Children and teenagers with mental health issues can experience a variety of emotional and behavioural disorders, such as disruptive, depressive, anxious, and pervasive developmental (autism) disorders. These diseases can present as internalising or externalising issues. The most prevalent behavioural issues in preschool- and school-aged children are disruptive ones, like tantrums, attention deficit hyperactivity disorder, oppositional, defiant, or conduct disorders. The typical paediatric clinic or family practice/general practitioner office has a number of favourable features that make them excellent for treating children and adolescents with efficient mental health treatments.

Keywords

Anxiety, Mortality, Emotional disorder, Hyperactivity disorder.

Introduction

Late childhood is the typical time for emotional issues including anxiety, depression, and Post-Traumatic Stress Disorder (PTSD) to manifest. Since many kids lack the required vocabulary and comprehension to articulate their emotions intelligibly, it can be challenging for parents or other carers to identify them early. Many physicians and carers often struggle to distinguish between severe and protracted emotional distresses that should be considered illnesses and developmentally typical emotions. Poor quality of life is commonly brought on by chronic medical conditions including atopic dermatitis, obesity, diabetes, and asthma, as well as emotional difficulties like disordered eating habits and low self-esteem [1].

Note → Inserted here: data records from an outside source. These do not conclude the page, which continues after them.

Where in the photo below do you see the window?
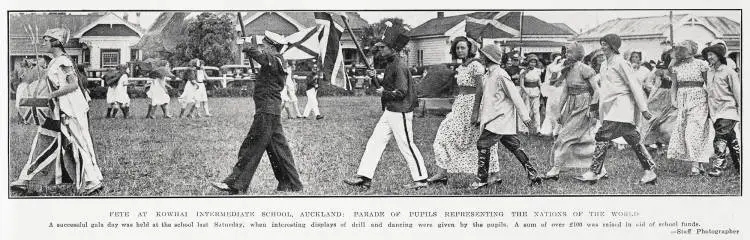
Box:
[101,49,120,68]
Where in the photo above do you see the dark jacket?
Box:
[245,47,288,115]
[380,56,417,113]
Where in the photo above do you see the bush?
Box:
[89,86,107,99]
[208,88,253,97]
[317,84,354,97]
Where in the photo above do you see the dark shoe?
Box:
[638,170,656,185]
[211,182,240,195]
[427,176,448,186]
[404,180,429,190]
[10,180,29,192]
[83,182,104,196]
[344,176,372,189]
[469,182,488,190]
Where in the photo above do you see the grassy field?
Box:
[8,97,741,197]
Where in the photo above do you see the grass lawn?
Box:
[8,97,741,197]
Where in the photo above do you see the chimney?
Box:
[133,12,141,26]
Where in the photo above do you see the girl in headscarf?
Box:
[471,44,542,189]
[641,50,677,153]
[427,37,500,184]
[578,34,656,184]
[667,40,714,176]
[545,42,606,180]
[112,65,130,118]
[702,44,742,177]
[539,53,564,137]
[520,54,544,134]
[10,28,103,194]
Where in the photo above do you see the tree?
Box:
[170,13,237,66]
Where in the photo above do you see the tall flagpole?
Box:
[669,11,674,47]
[518,11,523,57]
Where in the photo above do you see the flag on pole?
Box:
[315,12,351,90]
[281,27,320,60]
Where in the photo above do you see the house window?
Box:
[102,49,120,68]
[417,50,424,66]
[81,49,91,64]
[130,48,138,61]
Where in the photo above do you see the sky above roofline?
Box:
[13,10,741,33]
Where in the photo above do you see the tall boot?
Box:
[630,144,656,185]
[590,141,612,175]
[477,148,491,183]
[146,105,154,118]
[511,148,542,185]
[630,144,656,170]
[122,107,130,118]
[729,138,742,173]
[161,103,172,118]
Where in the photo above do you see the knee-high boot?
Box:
[590,141,612,175]
[511,148,542,185]
[477,148,491,183]
[729,138,741,173]
[630,144,655,170]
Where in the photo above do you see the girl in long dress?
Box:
[539,53,563,137]
[107,65,130,118]
[146,67,172,118]
[667,40,714,176]
[427,37,500,184]
[520,54,543,134]
[10,28,103,194]
[642,51,677,150]
[545,42,606,180]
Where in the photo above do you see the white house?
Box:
[575,14,742,61]
[8,12,143,72]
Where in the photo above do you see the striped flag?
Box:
[281,27,320,60]
[315,12,351,90]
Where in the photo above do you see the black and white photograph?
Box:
[6,9,743,197]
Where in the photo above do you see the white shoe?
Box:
[639,170,656,185]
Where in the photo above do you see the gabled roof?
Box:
[70,12,144,38]
[576,14,742,39]
[242,11,369,30]
[409,12,575,38]
[498,12,573,35]
[552,23,578,35]
[8,13,102,37]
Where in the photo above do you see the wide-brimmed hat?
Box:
[479,44,503,64]
[599,33,622,53]
[701,44,727,64]
[526,54,539,62]
[563,42,586,61]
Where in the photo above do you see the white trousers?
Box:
[302,88,320,117]
[357,110,427,181]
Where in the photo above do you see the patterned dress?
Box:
[432,61,500,174]
[667,59,714,163]
[551,62,597,168]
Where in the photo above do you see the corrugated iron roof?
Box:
[409,12,575,37]
[576,14,741,39]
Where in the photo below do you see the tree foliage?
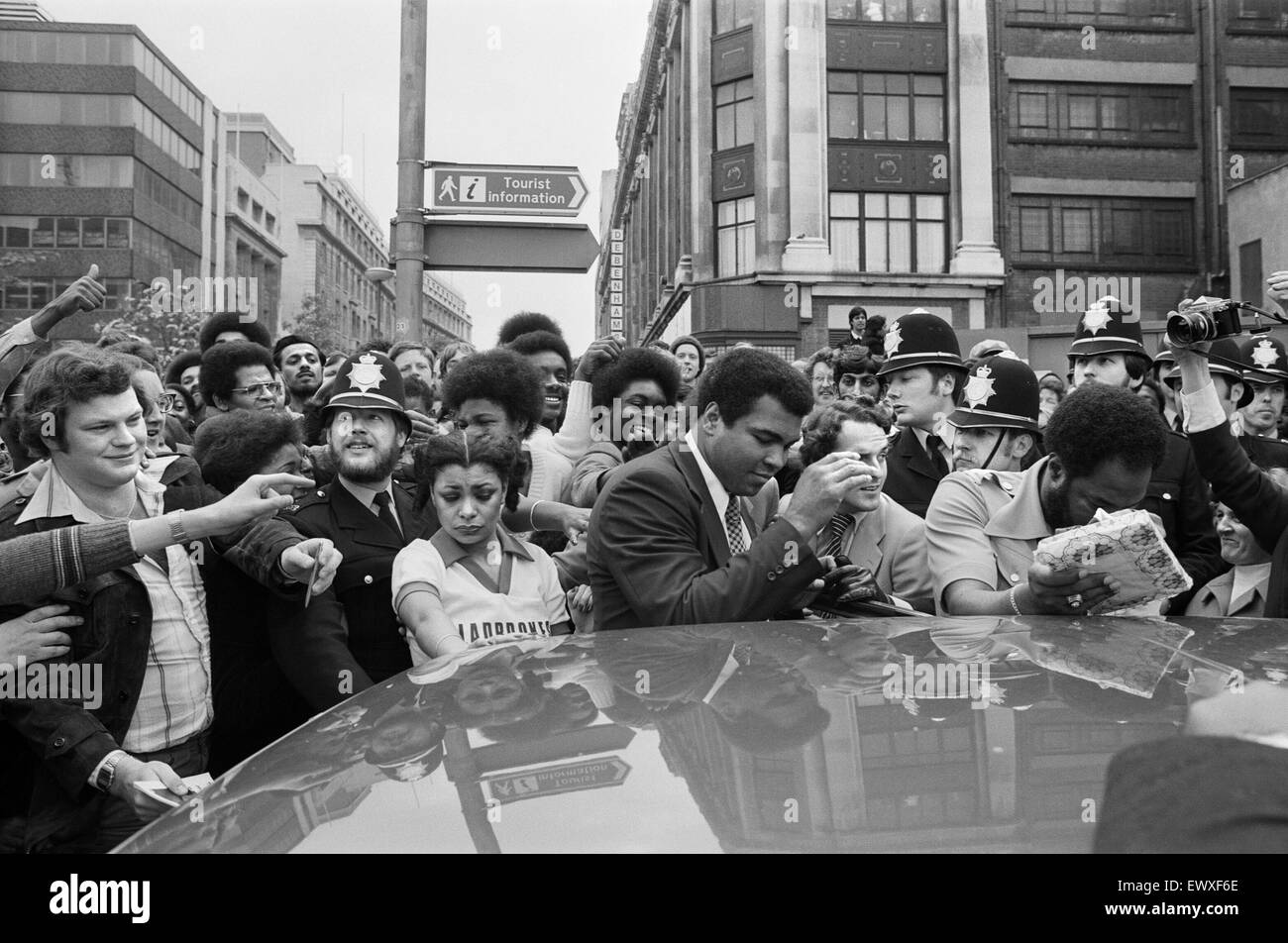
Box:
[95,286,206,366]
[288,295,353,353]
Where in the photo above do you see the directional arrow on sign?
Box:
[425,218,599,271]
[482,756,631,804]
[429,162,587,216]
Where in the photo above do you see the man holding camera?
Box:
[1069,296,1225,610]
[1168,283,1288,618]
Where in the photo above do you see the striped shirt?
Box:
[17,464,214,753]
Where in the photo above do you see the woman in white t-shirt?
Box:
[393,433,571,665]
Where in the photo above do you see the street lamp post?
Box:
[390,0,429,340]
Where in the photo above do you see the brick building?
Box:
[597,0,1288,366]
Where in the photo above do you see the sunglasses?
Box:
[231,382,282,397]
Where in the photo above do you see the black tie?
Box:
[725,494,747,557]
[926,433,948,478]
[819,514,854,557]
[375,491,403,540]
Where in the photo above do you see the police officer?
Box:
[270,351,424,710]
[948,351,1039,472]
[877,308,966,518]
[1167,338,1288,468]
[1239,334,1288,443]
[926,383,1168,616]
[1069,295,1227,610]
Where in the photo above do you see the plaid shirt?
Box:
[16,465,214,753]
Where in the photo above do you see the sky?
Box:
[40,0,651,355]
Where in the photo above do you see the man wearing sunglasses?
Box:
[201,342,284,412]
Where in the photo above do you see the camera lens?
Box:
[1167,312,1216,344]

Although the body of research about how kids react to trauma and negative events in general has been growing, there are still few examples of how kids react during epidemics. Yet this group deserves special attention because of its vulnerability. Numerous studies have shown how psychological stress brought on by traumatic experiences can harm children. Commonly reported signs include anxiety, despair, tiredness, diminished social interaction, and decreased appetite. An immune system that is impaired or compromised is one of the physiological repercussions. Children are frequently required to stay at home for extended periods of time during unfavourable occurrences because of forced isolation and school closure, which has a negative impact on their ability to interact with classmates and engage in physical activity [2,3].

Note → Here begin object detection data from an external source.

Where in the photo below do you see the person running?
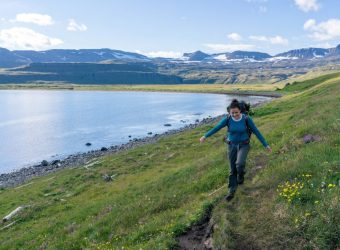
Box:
[200,99,272,201]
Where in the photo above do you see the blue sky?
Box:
[0,0,340,57]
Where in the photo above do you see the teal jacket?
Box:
[204,114,268,147]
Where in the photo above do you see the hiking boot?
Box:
[237,174,244,185]
[225,192,235,201]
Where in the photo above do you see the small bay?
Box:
[0,90,270,174]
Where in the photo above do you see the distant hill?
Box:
[183,50,210,61]
[0,45,340,84]
[276,48,332,59]
[0,63,183,84]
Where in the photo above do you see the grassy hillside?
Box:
[0,75,340,249]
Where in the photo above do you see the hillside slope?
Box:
[0,75,340,249]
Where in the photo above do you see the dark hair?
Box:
[228,99,241,110]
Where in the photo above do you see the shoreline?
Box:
[0,97,278,188]
[0,114,223,188]
[0,84,283,98]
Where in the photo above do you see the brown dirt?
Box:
[175,154,268,250]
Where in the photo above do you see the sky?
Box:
[0,0,340,57]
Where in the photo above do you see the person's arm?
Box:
[200,117,227,142]
[248,116,271,151]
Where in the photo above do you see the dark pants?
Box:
[228,144,250,192]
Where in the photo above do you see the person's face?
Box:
[230,108,241,120]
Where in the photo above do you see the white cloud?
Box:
[294,0,320,12]
[303,19,340,41]
[0,27,63,50]
[303,19,316,30]
[259,6,268,13]
[11,13,54,26]
[136,50,183,58]
[67,19,87,31]
[249,36,289,45]
[204,43,255,52]
[228,33,242,41]
[245,0,268,3]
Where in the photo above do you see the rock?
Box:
[41,160,48,167]
[102,174,112,182]
[51,160,60,165]
[302,134,321,144]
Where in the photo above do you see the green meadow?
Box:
[0,73,340,249]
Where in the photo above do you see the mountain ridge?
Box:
[0,44,340,68]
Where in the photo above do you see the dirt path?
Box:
[175,153,268,250]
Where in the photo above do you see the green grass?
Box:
[0,71,340,249]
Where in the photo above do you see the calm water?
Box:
[0,90,268,173]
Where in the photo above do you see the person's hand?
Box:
[200,135,206,143]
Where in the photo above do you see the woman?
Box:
[200,99,272,201]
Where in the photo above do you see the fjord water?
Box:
[0,90,269,173]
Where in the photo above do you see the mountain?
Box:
[0,62,183,84]
[0,48,31,68]
[0,45,340,84]
[228,51,272,61]
[183,50,210,61]
[0,48,150,68]
[275,48,332,59]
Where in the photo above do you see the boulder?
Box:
[302,134,321,143]
[41,160,48,167]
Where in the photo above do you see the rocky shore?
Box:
[0,116,222,188]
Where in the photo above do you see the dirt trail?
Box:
[175,154,268,250]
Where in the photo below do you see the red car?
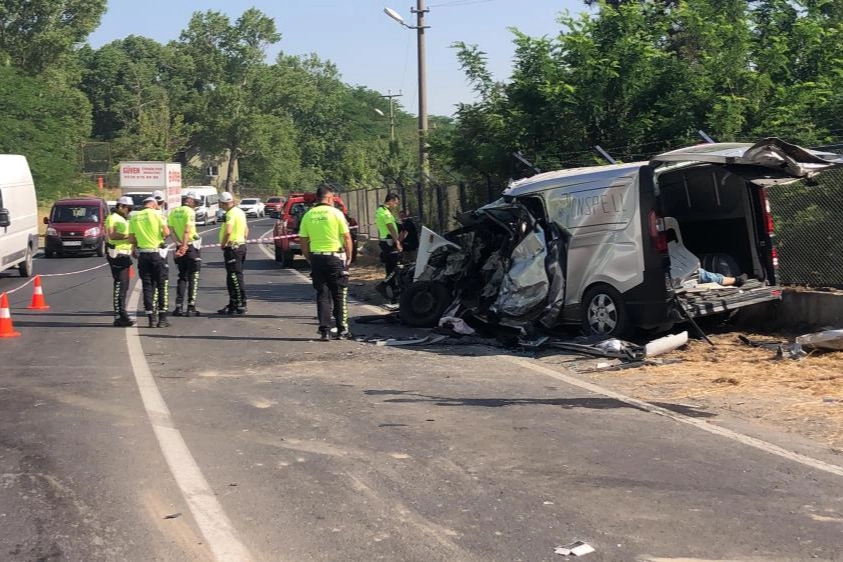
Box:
[274,193,357,267]
[263,196,284,215]
[44,197,110,258]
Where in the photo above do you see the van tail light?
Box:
[649,209,667,254]
[761,187,775,236]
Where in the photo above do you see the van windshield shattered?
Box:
[51,205,100,224]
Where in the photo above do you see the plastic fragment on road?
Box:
[439,316,475,336]
[644,332,688,357]
[796,329,843,351]
[554,541,597,556]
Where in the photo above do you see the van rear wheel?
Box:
[18,248,32,277]
[582,285,630,338]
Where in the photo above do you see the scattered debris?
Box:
[368,335,448,347]
[796,329,843,351]
[554,541,597,556]
[776,343,808,361]
[644,332,688,357]
[439,316,476,336]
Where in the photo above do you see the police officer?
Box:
[167,190,202,316]
[105,197,135,328]
[217,191,249,315]
[375,193,403,299]
[129,196,170,328]
[299,185,352,341]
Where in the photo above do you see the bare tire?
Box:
[581,285,630,338]
[281,251,296,267]
[18,247,32,277]
[400,281,454,328]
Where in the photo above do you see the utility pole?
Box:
[381,90,404,142]
[383,0,430,190]
[411,0,430,189]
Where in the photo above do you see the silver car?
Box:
[401,138,843,337]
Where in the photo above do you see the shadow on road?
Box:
[141,328,319,342]
[363,390,646,411]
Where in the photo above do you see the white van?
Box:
[0,154,38,277]
[181,185,220,225]
[401,138,843,337]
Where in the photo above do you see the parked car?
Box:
[182,185,220,226]
[401,138,843,337]
[44,197,110,258]
[238,197,266,215]
[273,193,357,267]
[0,154,38,277]
[264,196,284,216]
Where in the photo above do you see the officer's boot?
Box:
[157,312,170,328]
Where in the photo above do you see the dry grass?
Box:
[599,333,843,447]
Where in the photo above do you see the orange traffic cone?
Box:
[0,293,20,338]
[26,275,50,310]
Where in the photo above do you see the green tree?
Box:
[0,0,106,74]
[0,67,91,201]
[181,8,281,190]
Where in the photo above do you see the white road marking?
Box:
[126,221,252,562]
[254,238,843,476]
[504,356,843,476]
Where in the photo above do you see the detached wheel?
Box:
[18,247,32,277]
[582,285,629,338]
[400,281,454,328]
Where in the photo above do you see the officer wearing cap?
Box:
[375,193,404,299]
[105,197,135,328]
[152,189,167,215]
[217,191,249,315]
[129,196,170,328]
[167,190,202,316]
[299,185,353,341]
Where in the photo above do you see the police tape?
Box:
[200,226,360,250]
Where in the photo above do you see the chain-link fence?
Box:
[768,146,843,287]
[341,175,503,238]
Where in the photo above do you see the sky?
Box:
[89,0,586,115]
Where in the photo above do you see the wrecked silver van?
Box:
[400,138,843,336]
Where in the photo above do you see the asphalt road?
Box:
[0,221,843,562]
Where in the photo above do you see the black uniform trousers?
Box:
[378,240,401,284]
[138,250,170,314]
[310,254,348,333]
[222,244,246,308]
[175,245,202,307]
[107,255,132,319]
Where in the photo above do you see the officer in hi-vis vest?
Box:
[105,197,135,328]
[167,190,202,316]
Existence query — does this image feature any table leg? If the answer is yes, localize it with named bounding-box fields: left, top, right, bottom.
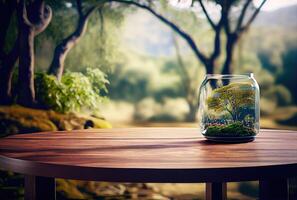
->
left=25, top=175, right=56, bottom=200
left=205, top=182, right=227, bottom=200
left=259, top=178, right=288, bottom=200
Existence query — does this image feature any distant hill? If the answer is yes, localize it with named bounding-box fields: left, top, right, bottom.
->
left=254, top=5, right=297, bottom=28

The study conducted during the COVID-19 pandemic indicated that children typically experience a variety of stress reactions when faced with unexpected and unforeseen occurrences. Public health initiatives should foster and put resilience the character traits that help kids cope with everything from minor setbacks to major life traumas in children and teenagers living in communities affected by disasters like epidemics. Children and adolescents who have the right assistance from medical professionals, families, and other social networks, such as the school setting, can effectively overcome a distressing condition and eventually stabilise emotionally and physically [4].

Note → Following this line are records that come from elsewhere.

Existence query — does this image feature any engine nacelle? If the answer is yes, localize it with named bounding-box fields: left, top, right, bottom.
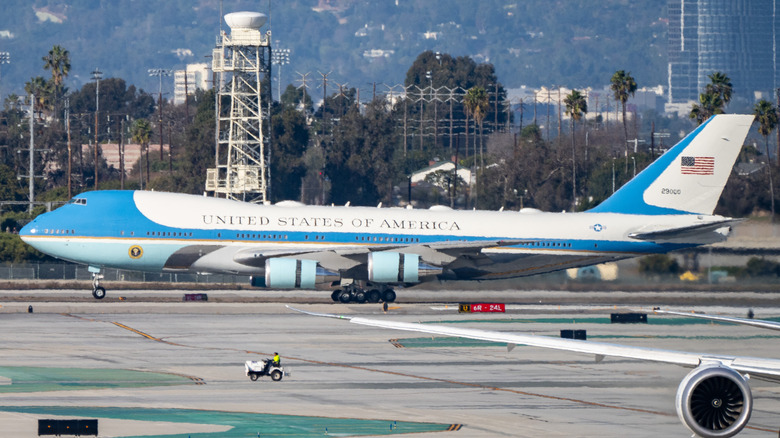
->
left=675, top=364, right=753, bottom=438
left=252, top=258, right=317, bottom=289
left=368, top=252, right=420, bottom=283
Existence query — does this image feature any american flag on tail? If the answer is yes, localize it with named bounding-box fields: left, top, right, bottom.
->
left=680, top=157, right=715, bottom=175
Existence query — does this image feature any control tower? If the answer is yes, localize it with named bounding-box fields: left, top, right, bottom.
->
left=206, top=12, right=271, bottom=203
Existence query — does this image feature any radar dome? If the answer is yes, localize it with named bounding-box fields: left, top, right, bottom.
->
left=225, top=12, right=267, bottom=29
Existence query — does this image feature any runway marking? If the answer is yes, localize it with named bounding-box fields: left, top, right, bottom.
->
left=62, top=313, right=777, bottom=433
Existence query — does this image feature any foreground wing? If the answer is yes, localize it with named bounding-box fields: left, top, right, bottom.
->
left=287, top=306, right=780, bottom=381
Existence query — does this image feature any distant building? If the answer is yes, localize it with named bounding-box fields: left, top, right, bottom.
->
left=173, top=63, right=211, bottom=105
left=412, top=161, right=473, bottom=188
left=667, top=0, right=780, bottom=104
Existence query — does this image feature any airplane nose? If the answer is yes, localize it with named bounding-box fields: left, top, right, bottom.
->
left=19, top=221, right=38, bottom=240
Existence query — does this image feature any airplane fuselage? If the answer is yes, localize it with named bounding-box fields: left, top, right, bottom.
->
left=22, top=191, right=725, bottom=278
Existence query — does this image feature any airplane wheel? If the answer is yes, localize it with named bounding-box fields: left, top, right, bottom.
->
left=92, top=286, right=106, bottom=300
left=355, top=290, right=366, bottom=304
left=339, top=290, right=352, bottom=304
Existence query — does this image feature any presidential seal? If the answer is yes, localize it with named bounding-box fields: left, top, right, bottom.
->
left=127, top=245, right=144, bottom=259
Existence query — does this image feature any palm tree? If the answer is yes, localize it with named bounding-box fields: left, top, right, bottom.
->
left=130, top=119, right=152, bottom=189
left=463, top=86, right=489, bottom=165
left=610, top=70, right=636, bottom=173
left=463, top=86, right=489, bottom=207
left=563, top=90, right=588, bottom=211
left=753, top=99, right=777, bottom=222
left=42, top=45, right=70, bottom=119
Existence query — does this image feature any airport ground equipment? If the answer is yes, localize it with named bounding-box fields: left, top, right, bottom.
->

Because of their numerous desirable characteristics that make it acceptable to Children and Young People (CYP), the identification and management of mental health problems in primary care settings, such as routine paediatric clinics or Family Medicine/General Practitioner surgeries, are costeffective. Recently, a number of models have been suggested and evaluated to enhance the provision of mental health services in paediatric and primary care settings, including collaboration with outside specialists, joint consultations, improved mental health training, and more integrated on-site intervention with specialist collaboration [5].

Conclusion

Childhood EBDs have considerable negative effects on the person, on the family, and on society in the form of poor academic, vocational, and psychosocial functioning as well as direct behavioural repercussions and costs. In addition to the financial costs of services to treat the affected individuals, such as youth justice services, courts, prison services, social services, foster homes, psychiatric services, accident and emergency services, alcohol and drug misuse services, as well as unemployment and other required state benefits, the costs to society also include the trauma, disruption, and psychological problems caused to victims of crime or aggression in homes, schools, and communities.